With long commutes and medical trips, high gas prices have hit rural N.L. hard
Brandon King's weekly trips from Bay d'Espoir to Grand Falls-Windsor are getting more and more expensive — and his family is feeling the pain.
The trip is 180 kilometres each way. With gas at $1.98 per litre — ahead of Friday morning's 9.6-cent drop — he says, the trip costs $100 each week, much more than it used to.
It's money that he just doesn't have to spare.
"The money is going into the gas," King said. "And if the money's not going to gas, the prices of the food is going up because of the gas."

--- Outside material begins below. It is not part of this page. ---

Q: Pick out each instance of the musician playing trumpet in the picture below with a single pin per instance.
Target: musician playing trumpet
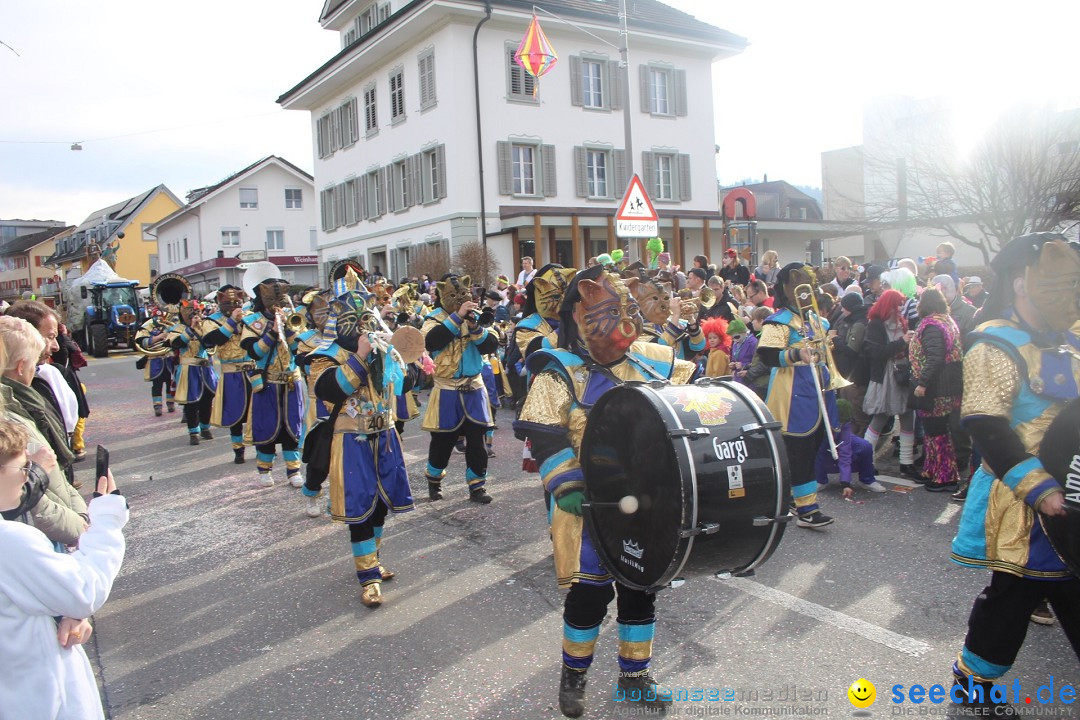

"My children aren't getting the food that they really deserve because we're not able to afford it"
He's cut back wherever he can — ditching cable, and any extra travel. But these trips are important: his wife is 38 weeks pregnant, and there is no closer specialist.
As the due date comes closer, money is getting tight.
"We've had to cut back on our groceries," he said. "What we used to be able to get for $300 or $400? We now have less than that to put it into groceries, and the amount of money that we're putting into groceries doesn't get us as much."
"So quite literally, my children are going hungry."
For residents of the Bay d'Espoir area, medical appointments, work and even children's sports can be a two-hour drive away. Commutes are a fact of life, the rising price of gasoline and diesel is hitting hard.
David Howse, a contractor in the region, has seen the profit of his work plummet — because his work site in Hermitage takes an hour to drive to every morning.
His commute has spiked in recent months, and now costs him about $50 each day, even in his relatively small Hyundai Elantra.
"You need to take it, more or less, rob Peter to pay Paul," he said.
"It's impossible to try and save, right? And if you put it on the customer, the customer's not going to get you to do the job. It's damned if you do and damned if you don't."
Owen Savoury also makes trips for medical appointments in Grand Falls-Windsor, escorting his wife for treatment there for a back injury.
Aside from tinkering at the margin — making sure your tires are properly inflated — he says there's really nothing to do but bear the cost of the pump.
"The big thing comes down to the government on what they can do for us citizens," he said.
As the cost for essential travel rises, residents of these communities are cutting where they can. Many are cutting back on recreation — Savoury anticipates fewer trips to go swimming this summer, and locals say weekend traffic is way down — but others in the area are making very dramatic choices.
"The concerning piece is that people are having to choose whether or not they can afford to go to appointments," said Kelly McDonald, the mayor of Milltown-Head of Bay d'Espoir. "We have to head up over the highway for everything, it's either to Grand Falls-Windsor, Gander or a lot of times it's St. John's for these specialist appointments."
"Then we've got the cost of food and if you are travelling any further … you've got the cost of hotels and accommodations, it becomes very inaccessible to many residents."
For King, appointments to check on his wife during pregnancy must be kept — but he wonders how people with colds or sprains feel.
And because he can't stop that cost, he says trips to the region's new food bank are likely on his family's horizon.
"I moved here when I was young and I moved here because I thought that it would be better off for my family and my children. And it's starting to look like it might not be that way."